I will love you freely, unconditionally, without question or censure. You are everything.

Friday, July 9, 2010

Remembering Stella

Her breath is coming in quick bursts, the sound of a steam engine pushing along the tracks, not quite able to reach its destination. I watch her as she searches the room, finds me and closes her eyes. I don't want to watch her die. It cements her absence in a way I am not ready to deal with. I walk out of the room and as I do, I hear her words, "Don’t forget me." I start to cry.

When I first met her, she was dancing barefoot on the beach, her skirt swishing around her calves as the hem dipped into the frothy waves of the Pacific Ocean. Her laugh was enchanting, her body dangerously inviting. We were seventeen and penniless.

She asked me to be her roommate and we spent the summer living off peanut butter sandwiches and cartons of rice from the Chinese food place below our apartment. I played the guitar on the corner while she danced, passersby throwing loose change and crumpled bills into an empty coffee can. At night, she would lie across my bed wearing only her bra and panties and I would play for her, lining up the curves of my Gibson with the curves of her hips. I sang “Black Magic Woman” and “Stairway to Heaven” while she lay on her side, tracing patterns on my grandmother’s quilt.

The first time I kissed her was on Halloween. She was dressed as a mermaid, real sand dollars pressed against her breasts, her satin skirt ruffled at her ankles like the shimmery fins of a mermaid tail. We gave away fortune cookies instead of candy and she hugged every kid who knocked on the door. When the last of the trick-or-treaters finally left, she opened all the fortune cookies and divided up the fortunes between us. I leaned across the table and kissed her quick; a soft brush of my lips against hers. She walked out of the room and left me sitting at the table.
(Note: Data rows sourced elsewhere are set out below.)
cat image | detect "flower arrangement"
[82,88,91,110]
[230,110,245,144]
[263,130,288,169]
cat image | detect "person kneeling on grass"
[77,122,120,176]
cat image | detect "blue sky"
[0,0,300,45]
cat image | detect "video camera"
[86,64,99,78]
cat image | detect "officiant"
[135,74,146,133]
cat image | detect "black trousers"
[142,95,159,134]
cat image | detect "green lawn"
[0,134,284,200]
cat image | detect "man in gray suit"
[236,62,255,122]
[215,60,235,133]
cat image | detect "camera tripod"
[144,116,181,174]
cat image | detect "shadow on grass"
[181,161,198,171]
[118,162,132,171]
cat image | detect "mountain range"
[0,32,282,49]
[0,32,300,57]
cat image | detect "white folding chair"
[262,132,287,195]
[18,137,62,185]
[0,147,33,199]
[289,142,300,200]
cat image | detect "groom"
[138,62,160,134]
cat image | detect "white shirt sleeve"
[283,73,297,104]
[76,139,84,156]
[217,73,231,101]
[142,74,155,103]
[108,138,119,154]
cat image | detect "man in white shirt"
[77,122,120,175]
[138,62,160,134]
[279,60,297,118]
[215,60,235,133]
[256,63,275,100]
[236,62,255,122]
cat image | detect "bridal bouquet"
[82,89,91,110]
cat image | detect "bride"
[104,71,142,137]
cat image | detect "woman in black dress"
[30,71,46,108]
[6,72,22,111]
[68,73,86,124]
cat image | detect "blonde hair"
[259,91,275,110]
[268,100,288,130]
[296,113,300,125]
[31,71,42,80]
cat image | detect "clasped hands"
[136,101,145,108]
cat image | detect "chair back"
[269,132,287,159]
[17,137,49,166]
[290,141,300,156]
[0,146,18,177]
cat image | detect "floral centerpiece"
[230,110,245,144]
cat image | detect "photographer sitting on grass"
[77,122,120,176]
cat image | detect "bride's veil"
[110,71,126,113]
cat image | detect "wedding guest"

She came back wearing only my guitar, the strap slung over her shoulder. We spent the night wrapped in my grandmother’s quilt, making promises and telling secrets between nervous kisses. Stella was mine for a whole year. Until she fell in love with someone else.

The week after her death passes by in a black-clothed-blur and I drown myself in the sweet burn of amber-colored rum and hand-rolled cigarettes. People come and go—casseroles and meat platters and pies show up on countertops covered with tents of crinkled foil, brought by neighbors, friends, family; food brings little consolation in the hollow sound of silence her death has presented. I nod and accept the half-hugs of comfort but I am far removed from it all. I am lost in the past, thinking of the strands of hair that coiled tightly against her smooth skin, the way her mouth tasted after a cigarette, the smell of her conditioner.

A hand curls around my shoulder. I turn and look at my brother, the grief painted so heavily onto his face that I have to look away, positive that it mirrors my own. He doesn’t know about us. He doesn’t know that I was crazy in love with his wife when I introduced them, or that, on their wedding night she called me to tell me she missed me. He doesn’t know that I was the first person she told about the cancer, or that she and I spent a weekend together not long ago. He doesn’t know any of this. And I don’t tell him.

“Thank you, Coral. I would be lost without you here,” he smiles, his eyes laced with red from crying too much.

“I loved her too,” I say.

“Yeah, you did, didn’t you?” He hugs me tightly, and I realize that he knows. We hold onto each other, both of us remembering Stella.